Quand on songe qu’il n’avait pas vingt-quatre ans lorsqu’il se conduisit ainsi, et que son caractère était fort au-dessus de sa fortune, on voit ce qu’il eût fait s’il fût demeuré dans sa patrie ; et on gémit que la France ait été si malheureuse par ses vertus mêmes, qui devaient faire le bonheur du monde.

L’an 1244, Louis, attaqué d’une maladie violente, crut, dit-on, dans une léthargie, entendre une voix qui lui ordonnait de prendre la croix contre les infidèles. A peine put-il parler qu’il fit vœu de se croiser. La reine sa mère, la reine sa femme, son conseil, tout ce qui l’approchait, sentit le danger de ce vœu funeste. L’évêque de Paris même lui en représenta les dangereuses conséquences ; mais Louis regardait ce vœu comme un lien sacré qu’il n’était pas permis aux hommes de dénouer. Il prépara pendant quatre années cette expédition. (1248) Enfin, laissant à sa mère le gouvernement du royaume, il part avec sa femme et ses trois frères, que suivent aussi leurs épouses ; presque toute la chevalerie de France l’accompagne. Il y eut dans l’armée près de trois mille chevaliers bannerets. Une partie de la flotte immense qui portait tant de princes et de soldats part de Marseille ; l’autre, d’Aigues-Mortes, qui n’est plus un port aujourd’hui.

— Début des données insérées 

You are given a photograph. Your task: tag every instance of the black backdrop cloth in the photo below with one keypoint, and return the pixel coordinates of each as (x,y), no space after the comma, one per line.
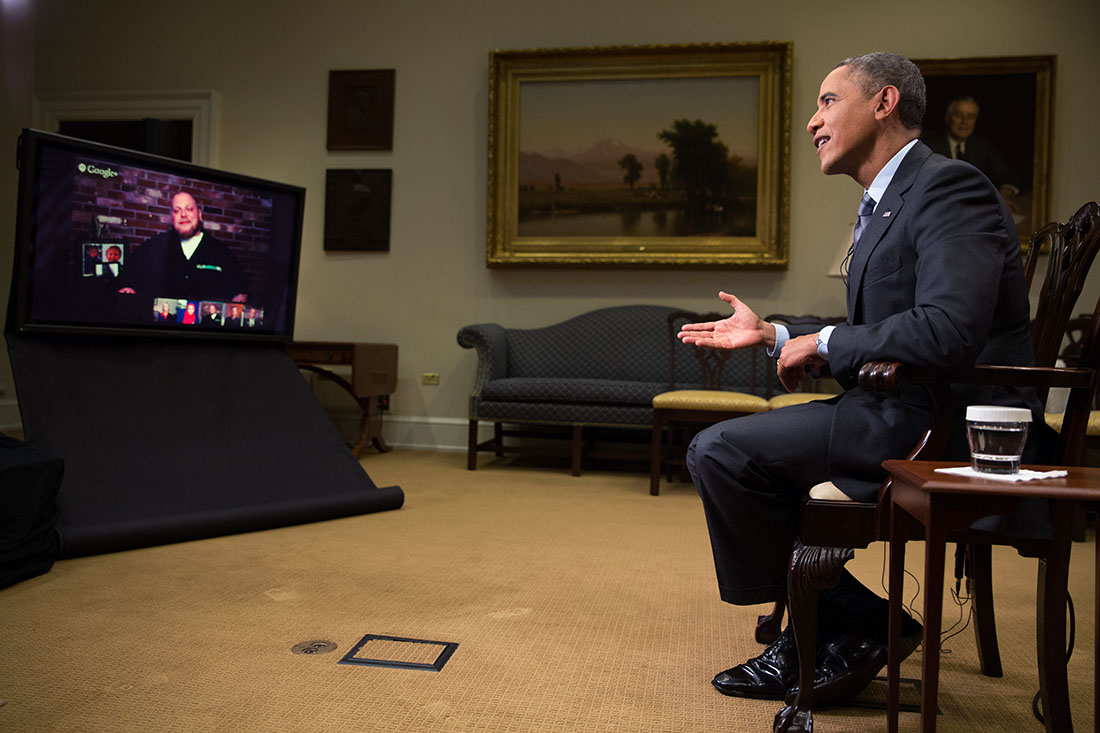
(29,483)
(167,440)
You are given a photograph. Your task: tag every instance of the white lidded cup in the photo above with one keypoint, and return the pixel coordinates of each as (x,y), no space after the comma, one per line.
(997,437)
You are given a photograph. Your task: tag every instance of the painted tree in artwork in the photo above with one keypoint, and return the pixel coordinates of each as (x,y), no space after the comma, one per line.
(631,167)
(700,161)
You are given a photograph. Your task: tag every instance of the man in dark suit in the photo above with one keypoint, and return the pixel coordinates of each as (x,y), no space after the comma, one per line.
(935,280)
(186,261)
(959,141)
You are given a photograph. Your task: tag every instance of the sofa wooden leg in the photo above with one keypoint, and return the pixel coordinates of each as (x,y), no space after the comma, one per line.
(655,456)
(578,448)
(472,447)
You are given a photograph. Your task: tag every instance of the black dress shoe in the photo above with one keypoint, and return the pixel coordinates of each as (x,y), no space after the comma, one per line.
(767,677)
(849,663)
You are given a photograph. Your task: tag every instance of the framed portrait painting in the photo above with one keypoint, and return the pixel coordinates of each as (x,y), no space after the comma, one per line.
(997,113)
(361,109)
(663,155)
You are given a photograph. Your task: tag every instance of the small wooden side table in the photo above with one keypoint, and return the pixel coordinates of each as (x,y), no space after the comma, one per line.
(946,503)
(373,375)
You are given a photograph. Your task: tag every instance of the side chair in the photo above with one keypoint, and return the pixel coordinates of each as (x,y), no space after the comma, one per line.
(704,402)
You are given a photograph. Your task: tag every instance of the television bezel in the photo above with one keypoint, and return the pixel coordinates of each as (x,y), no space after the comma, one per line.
(26,162)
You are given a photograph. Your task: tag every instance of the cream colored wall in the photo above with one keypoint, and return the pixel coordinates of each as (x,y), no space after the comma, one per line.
(268,61)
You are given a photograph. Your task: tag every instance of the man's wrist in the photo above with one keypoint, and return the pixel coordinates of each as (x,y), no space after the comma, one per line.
(823,338)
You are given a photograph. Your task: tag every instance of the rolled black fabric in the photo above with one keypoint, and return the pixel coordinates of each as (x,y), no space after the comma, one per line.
(171,440)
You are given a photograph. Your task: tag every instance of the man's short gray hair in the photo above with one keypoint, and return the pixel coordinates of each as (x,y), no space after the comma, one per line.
(879,69)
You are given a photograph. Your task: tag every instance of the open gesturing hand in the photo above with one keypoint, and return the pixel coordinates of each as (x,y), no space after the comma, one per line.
(743,329)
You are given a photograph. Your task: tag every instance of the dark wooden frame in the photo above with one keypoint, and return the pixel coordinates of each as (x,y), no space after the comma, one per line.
(768,62)
(358,209)
(361,109)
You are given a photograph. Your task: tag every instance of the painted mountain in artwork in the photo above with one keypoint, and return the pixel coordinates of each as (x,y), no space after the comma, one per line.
(595,164)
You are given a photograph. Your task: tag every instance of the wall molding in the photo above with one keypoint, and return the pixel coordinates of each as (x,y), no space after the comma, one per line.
(10,420)
(199,106)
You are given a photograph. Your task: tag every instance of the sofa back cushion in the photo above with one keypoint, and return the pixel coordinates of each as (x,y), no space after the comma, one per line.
(623,342)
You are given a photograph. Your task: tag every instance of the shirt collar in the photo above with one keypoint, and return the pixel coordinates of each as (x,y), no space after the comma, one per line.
(886,175)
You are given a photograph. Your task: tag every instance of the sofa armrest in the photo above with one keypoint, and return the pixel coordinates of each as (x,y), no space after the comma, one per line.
(492,346)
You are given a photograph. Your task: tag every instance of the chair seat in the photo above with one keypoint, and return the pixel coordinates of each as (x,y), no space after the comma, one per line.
(827,491)
(1054,419)
(796,398)
(711,400)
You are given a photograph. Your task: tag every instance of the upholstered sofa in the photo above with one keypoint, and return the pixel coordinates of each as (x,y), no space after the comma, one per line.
(597,370)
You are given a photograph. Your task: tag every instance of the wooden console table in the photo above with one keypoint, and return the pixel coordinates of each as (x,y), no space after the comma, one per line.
(373,375)
(943,503)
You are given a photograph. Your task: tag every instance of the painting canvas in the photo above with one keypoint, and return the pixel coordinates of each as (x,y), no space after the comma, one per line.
(1001,107)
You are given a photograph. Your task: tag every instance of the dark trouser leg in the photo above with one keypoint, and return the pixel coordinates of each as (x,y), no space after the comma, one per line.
(751,473)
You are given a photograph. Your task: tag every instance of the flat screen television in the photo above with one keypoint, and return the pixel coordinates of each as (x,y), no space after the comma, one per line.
(116,241)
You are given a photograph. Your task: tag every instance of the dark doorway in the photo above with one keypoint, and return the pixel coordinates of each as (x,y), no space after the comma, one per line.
(167,138)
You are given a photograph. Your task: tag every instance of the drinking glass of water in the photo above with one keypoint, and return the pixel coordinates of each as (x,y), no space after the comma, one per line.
(997,437)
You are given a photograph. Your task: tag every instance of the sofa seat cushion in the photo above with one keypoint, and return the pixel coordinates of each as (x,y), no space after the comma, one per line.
(571,391)
(560,413)
(711,400)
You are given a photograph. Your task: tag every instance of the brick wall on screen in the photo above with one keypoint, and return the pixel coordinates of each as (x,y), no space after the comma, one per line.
(138,205)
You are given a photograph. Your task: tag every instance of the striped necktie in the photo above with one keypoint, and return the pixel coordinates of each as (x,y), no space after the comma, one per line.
(866,207)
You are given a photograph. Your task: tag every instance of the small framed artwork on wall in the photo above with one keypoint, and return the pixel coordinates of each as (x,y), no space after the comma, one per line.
(356,209)
(361,109)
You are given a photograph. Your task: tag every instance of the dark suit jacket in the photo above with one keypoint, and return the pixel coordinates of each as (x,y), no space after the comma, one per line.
(936,281)
(980,153)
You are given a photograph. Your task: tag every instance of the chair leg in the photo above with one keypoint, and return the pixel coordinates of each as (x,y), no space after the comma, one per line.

La plupart des gros vaisseaux ronds qui transportèrent les troupes furent construits dans les ports de France. Ils étaient au nombre de dix-huit cents. Un roi de France ne pourrait aujourd’hui faire un pareil armement, parce que les bois sont incomparablement plus rares, tous les frais plus grands à proportion, et que l’artillerie nécessaire rend la dépense plus forte, et l’armement beaucoup plus difficile.

On voit, par les comptes de saint Louis, combien ces croisades appauvrissaient la France. Il donnait au seigneur de Valéry huit mille livres pour trente chevaliers, ce qui revenait à près de cent quarante-six mille livres numéraires de nos jours[1]. Le connétable

  1. Ou 169,000 livres, si l’on entend la livre numéraire d’or ; elle était alors à la livre numéraire d’argent à peu près dans le rapport de 21 à 18. Cette différence entre l’évaluation des livres numéraires en or ou en argent vient de ce que le rapport entre les valeurs des deux métaux n’était pas le même qu’aujourd’hui ; celle de l’or était plus faible. Par la même raison, il faut augmenter (voyez la note vers la fin du chapitre li) d’environ un septième les 540,000 livres léguées par Louis VIII à sa femme, s’il a entendu des livres numéraires d’or. (K.)